O ideal é que, com a guarda compartilhada, os pais da criança tomem as decisões em relação ao filho juntos e compartilhem a mesma postura em relação à criança, como acompanhar o desempenho na escola, ir ao cinema, passear no parque… A divergência na postura dos pais pode deixar a criança confusa. Lembrem-se de que o que está em jogo são o desenvolvimento saudável e o bem-estar do filho. Ele precisa se sentir seguro e acolhido com ambos. É importante também que a criança perceba que tanto a mamãe quanto o papai têm as mesmas responsabilidades na vida dela.

Quando o assunto é guarda compartilhada, os pais podem optar pela convivência alternada, ou seja, a criança passa uns dias com a mãe e outros com o pai. No entanto, esta opção pode ser cansativa para a criança, já que a rotina é importante para o seu aprendizado. Por isso, os pais não devem priorizar a divisão do tempo, mas sim fazer escolhas saudáveis para o filho.

Entre os benefícios da guarda compartilhada está a redução da alienação parental, que é a desvalorização do pai por parte da mãe ou vice-versa.

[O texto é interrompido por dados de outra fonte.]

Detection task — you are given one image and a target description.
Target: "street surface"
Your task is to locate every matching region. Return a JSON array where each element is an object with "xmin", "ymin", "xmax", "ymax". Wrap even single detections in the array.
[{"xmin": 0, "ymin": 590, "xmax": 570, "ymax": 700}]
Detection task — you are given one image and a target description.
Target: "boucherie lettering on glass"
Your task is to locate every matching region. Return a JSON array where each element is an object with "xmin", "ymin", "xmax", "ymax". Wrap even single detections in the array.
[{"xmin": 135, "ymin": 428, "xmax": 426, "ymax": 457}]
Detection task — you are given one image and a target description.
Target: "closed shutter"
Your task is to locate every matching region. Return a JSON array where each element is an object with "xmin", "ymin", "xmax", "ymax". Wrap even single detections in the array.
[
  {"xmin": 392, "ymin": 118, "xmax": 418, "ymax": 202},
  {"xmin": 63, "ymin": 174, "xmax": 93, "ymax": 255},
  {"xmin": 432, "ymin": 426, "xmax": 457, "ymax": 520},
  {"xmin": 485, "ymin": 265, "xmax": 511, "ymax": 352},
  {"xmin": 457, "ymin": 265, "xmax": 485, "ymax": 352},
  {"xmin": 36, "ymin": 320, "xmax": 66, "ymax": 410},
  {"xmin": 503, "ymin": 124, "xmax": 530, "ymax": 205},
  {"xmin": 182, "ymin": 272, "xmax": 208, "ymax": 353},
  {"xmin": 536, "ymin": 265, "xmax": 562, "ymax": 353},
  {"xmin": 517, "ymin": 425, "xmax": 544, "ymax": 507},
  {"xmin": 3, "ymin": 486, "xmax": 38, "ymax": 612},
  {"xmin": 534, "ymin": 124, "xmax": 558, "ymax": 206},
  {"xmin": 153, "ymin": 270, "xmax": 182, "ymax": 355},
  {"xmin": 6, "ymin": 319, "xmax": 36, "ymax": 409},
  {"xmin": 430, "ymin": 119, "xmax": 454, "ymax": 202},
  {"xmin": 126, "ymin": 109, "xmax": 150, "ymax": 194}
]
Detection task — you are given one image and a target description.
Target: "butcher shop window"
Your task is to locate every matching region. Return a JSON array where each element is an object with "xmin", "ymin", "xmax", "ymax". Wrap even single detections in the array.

Quando a criança convive com a alienação parental, passa a menosprezar o pai ou a mãe, o que não é nada bom para o seu desenvolvimento. A melhor alternativa para a criança é a convivência harmoniosa dos pais. Até mesmo depois da separação, os dois podem comparecer às reuniões da escola, à consulta médica, entre outras tarefas relacionadas ao filho.

Outra dúvida comum em relação à guarda compartilhada é sobre como funciona a pensão alimentícia, que continua sendo obrigatória, mas agora de maneira equilibrada. As despesas da criança podem ser divididas de acordo com as possibilidades e renda da mãe e do pai. Os pais podem tentar um acordo ou deixar a decisão a cargo do juiz.